Although the results on the above-mentioned datasets show the superiority of BAOA-S1LF to a certain extent, meta-heuristic algorithms exhibit a stochastic nature, therefore, it is necessary to illustrate the differences between these algorithms in a statistical manner. Therefore, analysis of variance (ANOVA) and Wilcoxon rank sum test with 5% significance level are conducted, the p-values of ANOVA based on fitness are reported in Table 16, and those of the Wilcoxon rank sum test based on fitness are reported in Table 17, and the ‘NaN’ means that the Wilcoxon rank sum test is not applied. Furthermore, \(p \ge 0.05\) means that there is no significant difference compared to other algorithms, and the corresponding values are marked in bold.

Table 16 p-values of ANOVA for the classification accuracy results of BAOA_S1LF and other algorithms (p ≥ 0.05 are in bold)
Table 17 p-values of Wilcoxon rank sum test for the classification accuracy results of BAOA_S1LF and other algorithms (p ≥ 0.05 are in bold)

From Table 16, it can be seen that the performance of BAOA_S1LF is significantly different from that of other compared algorithms on the Letter to SCADI datasets. Although BAOA_S1LF, BWOA, BPSO and BGSA show the similar performances on the Segmentation dataset, the performance of BAOA_S1LF is different from that of BWOA, BPSO and BGSA on the remaining datasets. However, there is no difference between BAOA_S1LF and BGWO, BCSA, BSO and BAHA on the Heart dataset, the performance of BAOA_S1LF is different from them on the other datasets. Additionally, BAOA_S1LF, BSCA, BGJO and BSO show the similar performances on the Bupa dataset, but the performance of BAOA_S1LF is significantly different from them on most of the datasets.

As can be noted from Table 17, the performance of BAOA_S1LF is significantly different from the other compared algorithms on the Zoo to Breast datasets.
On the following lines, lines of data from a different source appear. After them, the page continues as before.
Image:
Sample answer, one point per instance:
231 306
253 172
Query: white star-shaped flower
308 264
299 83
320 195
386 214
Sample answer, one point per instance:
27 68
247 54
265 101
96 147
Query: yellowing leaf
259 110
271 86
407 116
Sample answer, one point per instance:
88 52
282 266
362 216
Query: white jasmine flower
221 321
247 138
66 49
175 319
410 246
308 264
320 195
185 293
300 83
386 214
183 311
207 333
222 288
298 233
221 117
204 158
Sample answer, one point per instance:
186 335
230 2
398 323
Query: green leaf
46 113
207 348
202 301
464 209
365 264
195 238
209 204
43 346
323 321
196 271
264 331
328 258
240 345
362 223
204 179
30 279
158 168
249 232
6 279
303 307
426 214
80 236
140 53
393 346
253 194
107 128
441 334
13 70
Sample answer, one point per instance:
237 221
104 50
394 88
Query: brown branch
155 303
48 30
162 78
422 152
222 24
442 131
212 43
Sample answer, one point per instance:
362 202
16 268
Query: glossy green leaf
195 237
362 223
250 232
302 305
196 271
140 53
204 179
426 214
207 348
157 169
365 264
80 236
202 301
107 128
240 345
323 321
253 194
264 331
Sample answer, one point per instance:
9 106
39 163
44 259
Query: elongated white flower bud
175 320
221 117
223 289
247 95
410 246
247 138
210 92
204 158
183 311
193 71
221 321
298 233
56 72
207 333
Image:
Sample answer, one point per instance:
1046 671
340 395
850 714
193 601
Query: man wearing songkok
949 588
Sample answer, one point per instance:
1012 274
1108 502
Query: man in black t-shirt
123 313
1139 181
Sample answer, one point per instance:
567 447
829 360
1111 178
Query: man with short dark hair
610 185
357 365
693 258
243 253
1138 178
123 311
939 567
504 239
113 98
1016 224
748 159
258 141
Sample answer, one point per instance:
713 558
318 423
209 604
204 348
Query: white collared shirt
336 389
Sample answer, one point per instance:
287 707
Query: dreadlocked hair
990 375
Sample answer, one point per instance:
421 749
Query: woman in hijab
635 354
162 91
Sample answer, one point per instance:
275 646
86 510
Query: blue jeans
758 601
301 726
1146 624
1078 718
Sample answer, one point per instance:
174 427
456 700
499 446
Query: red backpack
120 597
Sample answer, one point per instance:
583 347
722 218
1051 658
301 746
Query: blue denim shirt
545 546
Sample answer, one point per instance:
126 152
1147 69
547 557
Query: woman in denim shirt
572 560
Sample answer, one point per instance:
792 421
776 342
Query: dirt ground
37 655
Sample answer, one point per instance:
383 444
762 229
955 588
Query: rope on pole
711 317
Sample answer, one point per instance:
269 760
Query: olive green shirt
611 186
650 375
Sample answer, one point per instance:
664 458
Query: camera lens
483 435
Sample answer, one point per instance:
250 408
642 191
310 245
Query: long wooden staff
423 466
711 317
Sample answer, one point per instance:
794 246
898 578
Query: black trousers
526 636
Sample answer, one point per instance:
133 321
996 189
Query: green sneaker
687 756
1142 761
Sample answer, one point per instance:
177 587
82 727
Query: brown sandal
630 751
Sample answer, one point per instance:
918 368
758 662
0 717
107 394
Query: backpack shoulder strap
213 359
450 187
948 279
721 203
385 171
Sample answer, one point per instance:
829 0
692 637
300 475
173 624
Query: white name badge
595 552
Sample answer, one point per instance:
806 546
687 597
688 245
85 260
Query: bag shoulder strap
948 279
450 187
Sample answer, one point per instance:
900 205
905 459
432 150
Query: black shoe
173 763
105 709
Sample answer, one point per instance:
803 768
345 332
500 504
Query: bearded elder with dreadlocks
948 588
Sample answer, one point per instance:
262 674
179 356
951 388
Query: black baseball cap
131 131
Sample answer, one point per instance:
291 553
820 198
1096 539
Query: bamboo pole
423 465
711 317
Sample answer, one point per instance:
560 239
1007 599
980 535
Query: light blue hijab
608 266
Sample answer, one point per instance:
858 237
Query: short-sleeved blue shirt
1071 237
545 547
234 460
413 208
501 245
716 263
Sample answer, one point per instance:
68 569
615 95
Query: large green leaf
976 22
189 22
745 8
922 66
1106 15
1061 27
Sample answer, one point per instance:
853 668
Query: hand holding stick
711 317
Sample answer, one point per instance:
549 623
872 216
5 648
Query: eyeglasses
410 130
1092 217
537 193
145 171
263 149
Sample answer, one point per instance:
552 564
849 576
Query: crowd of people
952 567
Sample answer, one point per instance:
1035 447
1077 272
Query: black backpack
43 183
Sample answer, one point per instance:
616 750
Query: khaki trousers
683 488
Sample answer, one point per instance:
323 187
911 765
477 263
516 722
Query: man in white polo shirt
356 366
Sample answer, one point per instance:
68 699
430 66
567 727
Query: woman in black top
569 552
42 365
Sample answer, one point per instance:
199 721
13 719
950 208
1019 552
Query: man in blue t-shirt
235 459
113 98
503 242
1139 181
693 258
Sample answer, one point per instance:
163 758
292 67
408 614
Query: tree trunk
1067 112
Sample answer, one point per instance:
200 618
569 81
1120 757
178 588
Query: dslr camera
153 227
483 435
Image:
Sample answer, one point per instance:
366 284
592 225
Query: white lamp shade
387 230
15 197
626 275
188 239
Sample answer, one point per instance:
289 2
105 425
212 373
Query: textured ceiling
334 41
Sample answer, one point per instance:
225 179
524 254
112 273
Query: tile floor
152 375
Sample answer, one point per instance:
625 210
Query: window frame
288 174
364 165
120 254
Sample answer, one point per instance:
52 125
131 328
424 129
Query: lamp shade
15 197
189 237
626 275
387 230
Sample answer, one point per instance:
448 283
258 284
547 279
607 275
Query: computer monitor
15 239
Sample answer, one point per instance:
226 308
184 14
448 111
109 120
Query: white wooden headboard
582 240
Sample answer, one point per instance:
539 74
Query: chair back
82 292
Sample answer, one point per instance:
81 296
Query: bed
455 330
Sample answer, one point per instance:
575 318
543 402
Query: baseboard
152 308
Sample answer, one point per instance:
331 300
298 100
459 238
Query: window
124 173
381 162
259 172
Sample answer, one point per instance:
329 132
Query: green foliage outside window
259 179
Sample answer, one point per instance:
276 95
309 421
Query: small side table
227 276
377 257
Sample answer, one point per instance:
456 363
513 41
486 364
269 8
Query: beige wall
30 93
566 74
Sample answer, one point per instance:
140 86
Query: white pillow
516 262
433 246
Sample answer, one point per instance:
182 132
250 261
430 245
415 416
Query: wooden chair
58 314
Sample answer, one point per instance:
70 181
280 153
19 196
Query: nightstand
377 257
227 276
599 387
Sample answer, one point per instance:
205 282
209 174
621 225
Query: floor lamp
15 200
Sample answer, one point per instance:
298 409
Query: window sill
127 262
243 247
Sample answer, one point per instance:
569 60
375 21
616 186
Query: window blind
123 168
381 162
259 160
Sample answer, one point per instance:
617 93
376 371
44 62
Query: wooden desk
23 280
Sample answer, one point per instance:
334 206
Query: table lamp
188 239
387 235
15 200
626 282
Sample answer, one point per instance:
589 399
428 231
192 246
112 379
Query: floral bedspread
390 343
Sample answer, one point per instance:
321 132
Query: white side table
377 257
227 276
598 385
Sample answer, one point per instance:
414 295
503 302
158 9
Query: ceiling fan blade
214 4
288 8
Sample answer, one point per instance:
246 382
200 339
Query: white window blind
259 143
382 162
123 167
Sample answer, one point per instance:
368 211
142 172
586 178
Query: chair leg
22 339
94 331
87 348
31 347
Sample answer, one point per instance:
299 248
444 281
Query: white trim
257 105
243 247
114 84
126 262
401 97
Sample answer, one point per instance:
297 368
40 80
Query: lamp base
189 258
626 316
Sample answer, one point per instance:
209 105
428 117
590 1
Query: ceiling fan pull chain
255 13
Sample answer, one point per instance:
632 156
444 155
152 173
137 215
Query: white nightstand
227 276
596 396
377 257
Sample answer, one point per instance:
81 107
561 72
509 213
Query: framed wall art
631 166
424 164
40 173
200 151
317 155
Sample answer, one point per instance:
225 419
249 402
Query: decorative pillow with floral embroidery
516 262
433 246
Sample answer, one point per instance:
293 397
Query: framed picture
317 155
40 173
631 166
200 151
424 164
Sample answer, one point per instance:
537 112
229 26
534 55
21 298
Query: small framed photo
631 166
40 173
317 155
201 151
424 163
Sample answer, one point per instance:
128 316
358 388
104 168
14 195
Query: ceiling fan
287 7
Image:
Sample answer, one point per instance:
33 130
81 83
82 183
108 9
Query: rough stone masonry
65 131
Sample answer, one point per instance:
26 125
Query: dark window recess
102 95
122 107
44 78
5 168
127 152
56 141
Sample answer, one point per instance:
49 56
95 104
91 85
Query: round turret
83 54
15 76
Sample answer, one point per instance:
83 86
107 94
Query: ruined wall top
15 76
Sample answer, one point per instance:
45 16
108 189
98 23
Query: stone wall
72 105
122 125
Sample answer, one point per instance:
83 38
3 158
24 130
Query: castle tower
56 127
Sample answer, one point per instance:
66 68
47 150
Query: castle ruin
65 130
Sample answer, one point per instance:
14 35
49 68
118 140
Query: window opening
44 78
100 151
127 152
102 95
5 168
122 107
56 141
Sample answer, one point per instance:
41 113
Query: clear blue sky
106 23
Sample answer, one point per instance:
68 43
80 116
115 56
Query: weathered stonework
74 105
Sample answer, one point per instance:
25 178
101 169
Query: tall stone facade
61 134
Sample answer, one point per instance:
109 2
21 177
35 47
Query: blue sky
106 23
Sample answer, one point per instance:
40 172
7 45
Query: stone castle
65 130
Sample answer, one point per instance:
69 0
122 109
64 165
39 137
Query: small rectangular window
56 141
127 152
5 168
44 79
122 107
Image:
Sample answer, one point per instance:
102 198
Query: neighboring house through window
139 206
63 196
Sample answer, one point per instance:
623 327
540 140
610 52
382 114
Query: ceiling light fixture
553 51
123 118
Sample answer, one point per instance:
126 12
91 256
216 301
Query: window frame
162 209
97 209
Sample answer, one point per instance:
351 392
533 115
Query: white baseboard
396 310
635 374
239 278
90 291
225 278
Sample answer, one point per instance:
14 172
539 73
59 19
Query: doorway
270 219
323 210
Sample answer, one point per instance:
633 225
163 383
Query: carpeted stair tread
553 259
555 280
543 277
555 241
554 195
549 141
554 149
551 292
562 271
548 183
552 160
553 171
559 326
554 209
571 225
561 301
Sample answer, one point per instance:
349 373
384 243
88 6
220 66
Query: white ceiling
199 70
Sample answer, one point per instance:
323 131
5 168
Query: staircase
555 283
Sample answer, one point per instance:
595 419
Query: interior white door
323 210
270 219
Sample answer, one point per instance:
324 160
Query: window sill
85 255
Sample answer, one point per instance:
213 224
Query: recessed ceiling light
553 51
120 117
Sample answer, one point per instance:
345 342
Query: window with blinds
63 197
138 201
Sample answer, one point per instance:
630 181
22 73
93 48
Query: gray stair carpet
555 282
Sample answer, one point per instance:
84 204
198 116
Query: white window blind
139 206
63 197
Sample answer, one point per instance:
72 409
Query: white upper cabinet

Although the performance of BAOA_S1LF is similar to BSCA and BGJO on the Ecolidata dataset, the performance of BAOA_S1LF differs from those of BSCA and BGJO on the remaining datasets. Meanwhile, no significant difference is noted between BAOA_S1LF and BJSO, BCSA on the Msplice dataset. In addition, BWOAS, BGJO, BJSO and BAHA is less significant differences with BAOA_S1LF on the Receptor dataset, but the performance of BAOA_S1LF is significantly different from them on most of the datasets.

6 Conclusion

In this study, the performance of BAOAs is investigated and the following key conclusions are made:

  • Multiple BAOAs utilizing different strategies are proposed for performing feature selection.

  • Six algorithms are formed based on six different transfer functions by converting the continuous search space to the discrete search space.

  • By integrating the transfer functions and Lévy flight, six other algorithms are developed to enhance the speed of searching and the ability of escaping from the local optima.

  • Based on various evaluation metrics and 20 UCI datasets, the performance of our proposed algorithms is evaluated and the results demonstrate that BAOA_S1LF shows the best performance among all the proposed algorithms

  • The effectiveness of BAOA_S1LF is compared with that of other meta-heuristic algorithms on 26 UCI datasets, and the corresponding results show that BAOA_S1LF is superior to other meta-heuristic algorithms for performing feature selection.

In future, some further research will be studied as follows:

  • Although the use of Lévy flight improves the ability of BAOA_S1LF, the running time is prolonged. Therefore, additional strategies, such as opposition-based learning and crossover operator, will be adopted to improve the effectiveness of BAOAs with different transfer functions.

  • To perform feature selection in the wider applications, more algorithms will be used to compare and demonstrate the advantages of our proposed algorithms.

  • In addition to performing feature selection, BAOA_S1LF will be applied to solve other practical optimization problems, such as vehicle routing problems, knapsack problems, facility location problems, etc.